COSIMA / cosima-cookbook

Framework for indexing and querying ocean-sea ice model output.
https://cosima-recipes.readthedocs.io/en/latest/
Apache License 2.0
58 stars 25 forks source link

Refactor index_experiment to take only a list of files to index. #234

Closed aidanheerdegen closed 3 years ago

aidanheerdegen commented 3 years ago

Closes #233

Logic about which files to filter and prune is moved up to build_index.

Added prune_files function which is called from prune_experiment and build_index where required.

Made a dedicated file_files function with option to specify a pattern to match when globbing.

aidanheerdegen commented 3 years ago

Hmm, most of the tests are passing when I run them locally. Have to take a look tomorrow.

aidanheerdegen commented 3 years ago

I can reproduce these errors by upgrading to sqlalchemy=1.4.1 (current unstable conda env has 1.3.22). So it seems like there has been a change in behaviour.

aidanheerdegen commented 3 years ago

Maybe there is something in here that rings a bell @angus-g ?

https://docs.sqlalchemy.org/en/14/changelog/migration_14.html

Sounds like it is a pretty big upgrade. Could just pin testing to 1.3 until it is sorted ...

angus-g commented 3 years ago

Yeah, let's pin to 1.3 until we work out the changes needed for 1.4!

aidanheerdegen commented 3 years ago

I need to add some tests, but wanted to get some feedback @angus-g. Is this a useful/good way to proceed?

angus-g commented 3 years ago

Is this a useful/good way to proceed?

I think so! Still maybe a few too many flags on build_index? I'm not sure if we need update, prune or delete: it seems like updating is probably something you always want to do (and/or it's covered by force), and I doubt anybody used the other two, plus they're better covered by dedicated functions imo.

aidanheerdegen commented 3 years ago

Still maybe a few too many flags on build_index? I'm not sure if we need update, prune or delete: it seems like updating is probably something you always want to do (and/or it's covered by force), and I doubt anybody used the other two, plus they're better covered by dedicated functions imo.

I agree update seems sort of redundant. Struggling to think of a use case where you'd call build_index with update=False. So I'd be up for removing it. As you say, not sure anyone uses it.

prune also seems like a no-brainer in order to keep the DB in a non-broken state. In a way delete is almost better as an option for prune. As in yes always prune by default, and that can either be set to missing or delete. Not sure which is a better default.

aidanheerdegen commented 3 years ago

I've updated one of the tests to test the force option. This fails because of the UNIQUE constraint:

>       cursor.execute(statement, parameters)
206
E       sqlalchemy.exc.IntegrityError: (sqlite3.IntegrityError) UNIQUE constraint failed: ncfiles.experiment_id, ncfiles.ncfile
207
E       [SQL: INSERT INTO ncfiles (index_time, ncfile, present, experiment_id, time_start, time_end, frequency) VALUES (?, ?, ?, ?, ?, ?, ?)]
208
E       [parameters: ('2021-03-19 04:43:03.276985', 'output000/test.nc', 0, 1, None, None, None)]
209
E       (Background on this error at: http://sqlalche.me/e/13/gkpj)

I took a look but it wasn't obvious to me how to fix this. Do you have any hints @angus-g?

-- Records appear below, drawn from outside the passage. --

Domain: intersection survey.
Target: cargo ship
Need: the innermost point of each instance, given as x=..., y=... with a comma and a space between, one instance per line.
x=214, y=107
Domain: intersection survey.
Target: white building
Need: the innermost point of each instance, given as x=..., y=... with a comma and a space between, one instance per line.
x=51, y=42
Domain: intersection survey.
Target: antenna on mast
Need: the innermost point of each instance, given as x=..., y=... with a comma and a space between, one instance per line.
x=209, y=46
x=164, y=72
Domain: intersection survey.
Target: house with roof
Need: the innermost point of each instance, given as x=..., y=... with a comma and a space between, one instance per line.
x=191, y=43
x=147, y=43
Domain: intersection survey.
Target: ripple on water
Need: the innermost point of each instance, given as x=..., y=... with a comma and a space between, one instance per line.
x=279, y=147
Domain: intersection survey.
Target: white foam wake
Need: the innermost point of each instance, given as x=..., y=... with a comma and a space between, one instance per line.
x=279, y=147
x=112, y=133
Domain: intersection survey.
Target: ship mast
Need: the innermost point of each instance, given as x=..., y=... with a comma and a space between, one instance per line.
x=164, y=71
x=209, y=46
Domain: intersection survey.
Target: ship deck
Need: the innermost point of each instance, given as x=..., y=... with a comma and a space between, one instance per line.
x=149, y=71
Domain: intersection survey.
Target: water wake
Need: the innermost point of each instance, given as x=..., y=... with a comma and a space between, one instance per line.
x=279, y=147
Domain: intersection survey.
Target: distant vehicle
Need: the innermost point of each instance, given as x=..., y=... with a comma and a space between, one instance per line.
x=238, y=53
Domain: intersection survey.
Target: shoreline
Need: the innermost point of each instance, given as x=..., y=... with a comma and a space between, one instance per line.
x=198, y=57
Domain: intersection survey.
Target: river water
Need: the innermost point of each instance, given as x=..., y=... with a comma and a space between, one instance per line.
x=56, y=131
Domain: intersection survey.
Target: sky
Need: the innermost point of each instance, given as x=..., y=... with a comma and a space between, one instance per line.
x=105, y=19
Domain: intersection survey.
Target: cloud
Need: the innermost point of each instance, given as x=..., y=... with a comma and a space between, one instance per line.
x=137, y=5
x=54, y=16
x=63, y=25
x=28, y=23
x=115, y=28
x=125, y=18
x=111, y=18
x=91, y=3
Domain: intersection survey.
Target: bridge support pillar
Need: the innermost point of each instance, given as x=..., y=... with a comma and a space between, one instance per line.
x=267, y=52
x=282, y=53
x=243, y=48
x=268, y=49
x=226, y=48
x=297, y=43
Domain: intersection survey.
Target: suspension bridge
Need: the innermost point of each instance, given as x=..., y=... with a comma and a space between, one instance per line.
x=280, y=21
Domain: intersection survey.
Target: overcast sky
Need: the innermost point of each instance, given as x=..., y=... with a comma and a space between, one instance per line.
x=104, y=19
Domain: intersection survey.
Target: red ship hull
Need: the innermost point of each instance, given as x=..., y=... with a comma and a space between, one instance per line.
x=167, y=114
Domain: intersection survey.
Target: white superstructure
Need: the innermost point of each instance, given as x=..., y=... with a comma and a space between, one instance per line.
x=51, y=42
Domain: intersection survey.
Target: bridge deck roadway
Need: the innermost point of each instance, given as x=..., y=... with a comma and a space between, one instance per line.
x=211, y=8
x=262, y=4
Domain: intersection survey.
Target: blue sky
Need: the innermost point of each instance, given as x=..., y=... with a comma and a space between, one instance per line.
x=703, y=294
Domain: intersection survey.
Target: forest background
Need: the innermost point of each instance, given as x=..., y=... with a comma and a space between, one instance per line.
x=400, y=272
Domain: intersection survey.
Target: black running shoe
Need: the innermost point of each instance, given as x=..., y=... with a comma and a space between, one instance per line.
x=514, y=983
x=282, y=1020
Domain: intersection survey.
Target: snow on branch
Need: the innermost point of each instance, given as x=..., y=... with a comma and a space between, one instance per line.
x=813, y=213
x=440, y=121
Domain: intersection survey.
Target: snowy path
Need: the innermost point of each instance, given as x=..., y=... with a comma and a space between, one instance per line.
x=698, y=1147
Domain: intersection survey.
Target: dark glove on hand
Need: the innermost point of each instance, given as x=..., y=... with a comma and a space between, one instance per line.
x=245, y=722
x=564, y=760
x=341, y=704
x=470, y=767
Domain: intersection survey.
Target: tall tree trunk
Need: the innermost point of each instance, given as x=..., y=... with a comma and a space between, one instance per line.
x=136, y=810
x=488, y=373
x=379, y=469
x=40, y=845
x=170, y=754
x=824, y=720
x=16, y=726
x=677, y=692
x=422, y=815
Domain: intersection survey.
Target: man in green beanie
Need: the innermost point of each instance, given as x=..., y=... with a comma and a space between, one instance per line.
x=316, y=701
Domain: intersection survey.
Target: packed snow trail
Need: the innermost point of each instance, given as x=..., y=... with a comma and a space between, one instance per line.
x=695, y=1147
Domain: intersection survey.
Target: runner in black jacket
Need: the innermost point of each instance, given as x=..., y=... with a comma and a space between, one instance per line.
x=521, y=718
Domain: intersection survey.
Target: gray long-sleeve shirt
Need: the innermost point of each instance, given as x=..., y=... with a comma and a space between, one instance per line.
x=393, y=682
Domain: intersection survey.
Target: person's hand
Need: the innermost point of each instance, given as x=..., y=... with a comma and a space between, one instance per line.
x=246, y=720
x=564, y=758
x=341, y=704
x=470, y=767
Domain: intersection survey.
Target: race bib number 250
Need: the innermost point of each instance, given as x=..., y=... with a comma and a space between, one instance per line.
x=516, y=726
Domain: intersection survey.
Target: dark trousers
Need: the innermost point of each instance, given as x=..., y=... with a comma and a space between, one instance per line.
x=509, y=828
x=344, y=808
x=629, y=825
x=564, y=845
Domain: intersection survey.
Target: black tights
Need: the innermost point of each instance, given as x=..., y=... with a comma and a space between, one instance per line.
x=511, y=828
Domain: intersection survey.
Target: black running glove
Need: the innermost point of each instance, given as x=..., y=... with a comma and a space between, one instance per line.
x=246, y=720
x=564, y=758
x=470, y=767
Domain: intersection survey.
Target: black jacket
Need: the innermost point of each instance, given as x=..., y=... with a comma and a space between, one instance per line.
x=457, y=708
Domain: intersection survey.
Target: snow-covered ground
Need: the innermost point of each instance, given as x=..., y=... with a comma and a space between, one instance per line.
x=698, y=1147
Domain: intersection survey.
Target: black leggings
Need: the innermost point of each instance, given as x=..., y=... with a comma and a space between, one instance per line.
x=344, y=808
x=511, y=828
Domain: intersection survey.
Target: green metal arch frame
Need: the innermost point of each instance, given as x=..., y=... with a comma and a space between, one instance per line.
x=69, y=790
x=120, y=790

angus-g commented 3 years ago

A sledgehammer approach could be to add the UniqueMixin like Keyword or CFVariable, and then update all the indexed files with as_unique.

I think it'd be easier and less fiddly to just query for the file in the "update all variables to be unique" loop, and delete existing matches though, since the UniqueMixin probably isn't quite set up for a top-level object like that.

aidanheerdegen commented 3 years ago

Ugh. Now build_index is getting bigger and more unwieldy. Happy to hear if there is a more elegant way to do the deletion of existing NCFile records @angus-g.

aidanheerdegen commented 3 years ago

Thanks for the review and sqlalchemy magics @angus-g

aidanheerdegen commented 3 years ago

I agree. I thought about fixing https://github.com/COSIMA/cosima-cookbook/issues/238 as well, as I think it messes a bit with the final logic used in this change, but decided to leave that to another day.

navidcy commented 3 years ago

I agree update seems sort of redundant. Struggling to think of a use case where you'd call build_index with update=False. So I'd be up for removing it. As you say, not sure anyone uses it.

oh, it was used lots. :) Especially after being part of the cosima-recipes tutorial about creating custom db.